Think about it.  Why doesn't anyone ESPN pay big money for FCS content?  Because it is minor league college football mostly played in small rural towns.

Why don't FCS schools like Villanova (Philadelphia), Portland State, Sacramento State draw big crowds? (For that reason, why don't lower level FBS schools in big markets like SMU, UNT, Temple, Houston, and Rice?) Why don't schools like Boston U and UT  Arlington play football at all anymore?
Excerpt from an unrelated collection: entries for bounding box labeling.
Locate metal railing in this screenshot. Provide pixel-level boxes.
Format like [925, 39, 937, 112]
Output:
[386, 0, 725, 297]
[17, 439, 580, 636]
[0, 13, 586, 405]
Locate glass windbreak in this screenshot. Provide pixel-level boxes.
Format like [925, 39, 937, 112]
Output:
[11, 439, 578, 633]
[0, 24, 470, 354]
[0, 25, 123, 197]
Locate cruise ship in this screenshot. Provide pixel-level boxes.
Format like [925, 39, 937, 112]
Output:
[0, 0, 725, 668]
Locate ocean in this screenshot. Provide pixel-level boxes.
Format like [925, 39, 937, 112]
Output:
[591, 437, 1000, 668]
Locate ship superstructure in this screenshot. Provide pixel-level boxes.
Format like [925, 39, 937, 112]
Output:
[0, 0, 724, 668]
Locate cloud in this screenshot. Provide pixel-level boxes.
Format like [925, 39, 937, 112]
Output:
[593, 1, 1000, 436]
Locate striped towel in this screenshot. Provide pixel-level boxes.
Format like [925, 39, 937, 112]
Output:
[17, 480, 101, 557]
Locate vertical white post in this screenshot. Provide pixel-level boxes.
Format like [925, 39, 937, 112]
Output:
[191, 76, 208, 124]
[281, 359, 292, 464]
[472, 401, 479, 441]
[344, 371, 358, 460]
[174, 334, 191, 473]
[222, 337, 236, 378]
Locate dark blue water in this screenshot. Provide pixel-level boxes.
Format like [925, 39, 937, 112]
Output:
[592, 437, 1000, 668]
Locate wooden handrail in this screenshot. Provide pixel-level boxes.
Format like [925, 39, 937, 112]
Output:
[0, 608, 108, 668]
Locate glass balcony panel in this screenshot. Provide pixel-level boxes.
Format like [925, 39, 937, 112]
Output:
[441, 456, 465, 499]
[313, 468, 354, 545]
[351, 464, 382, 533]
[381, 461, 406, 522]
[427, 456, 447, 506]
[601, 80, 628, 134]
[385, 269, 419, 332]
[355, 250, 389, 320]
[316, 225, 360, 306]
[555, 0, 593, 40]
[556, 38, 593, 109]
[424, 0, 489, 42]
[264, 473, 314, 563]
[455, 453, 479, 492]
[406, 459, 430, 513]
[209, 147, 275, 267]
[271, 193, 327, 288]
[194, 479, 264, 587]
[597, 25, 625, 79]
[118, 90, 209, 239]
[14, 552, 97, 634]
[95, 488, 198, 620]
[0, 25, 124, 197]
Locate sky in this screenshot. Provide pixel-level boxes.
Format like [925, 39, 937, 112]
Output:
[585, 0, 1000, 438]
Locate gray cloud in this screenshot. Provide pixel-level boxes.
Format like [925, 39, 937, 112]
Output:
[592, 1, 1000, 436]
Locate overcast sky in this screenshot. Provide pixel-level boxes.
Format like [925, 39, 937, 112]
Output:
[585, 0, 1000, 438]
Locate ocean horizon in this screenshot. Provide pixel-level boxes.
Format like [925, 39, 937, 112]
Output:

Because big cities do not support small time football at the required support levels.

That is why FCS success stories (Montana, Montana State, the Dakotas) are almost without fail located in small towns in small media markets where there is almost no other competition for fan sports dollars.

Certainly the new USFL can load up on markets like the UFL's Omaha and draw 16-20K averages, but there won't be any significant TV revenue supporting the venture.

The only thing that happens by choosing smaller markets is that you get a league no one wants to watch on TV.  More than anything else, that killed the UFL.

To me, the new USFL appears to be surrendering a lot of useful TV revenue for no reason by selecting these markets.

Given that path, I am frankly still not very excited by their chances.

In my opinion, the NFL is the most vulnerable to a competing league that it has been since the days of the classic USFL. (While I don't do marketing as my source of income anymore, I do want a league to compete with the NFL long term.  If the new USFL wants to hire me as a consultant, I'll get off my ass and put all my supporting arguments for this contention into a powerpoint.)

But that is vs. a competing league.  IMO a second "real" football league would have to compete to survive.  The true football as a business model simply dictates it.  There is too much cost involved.

Guys if you don't have the money to compete at a higher level than the UFL, do yourselves a favor and start an arena football league instead.  Your attendance will be the same or maybe even better and your costs will be far, far lower.  At least there your money (and enjoyment) will last quite a bit longer.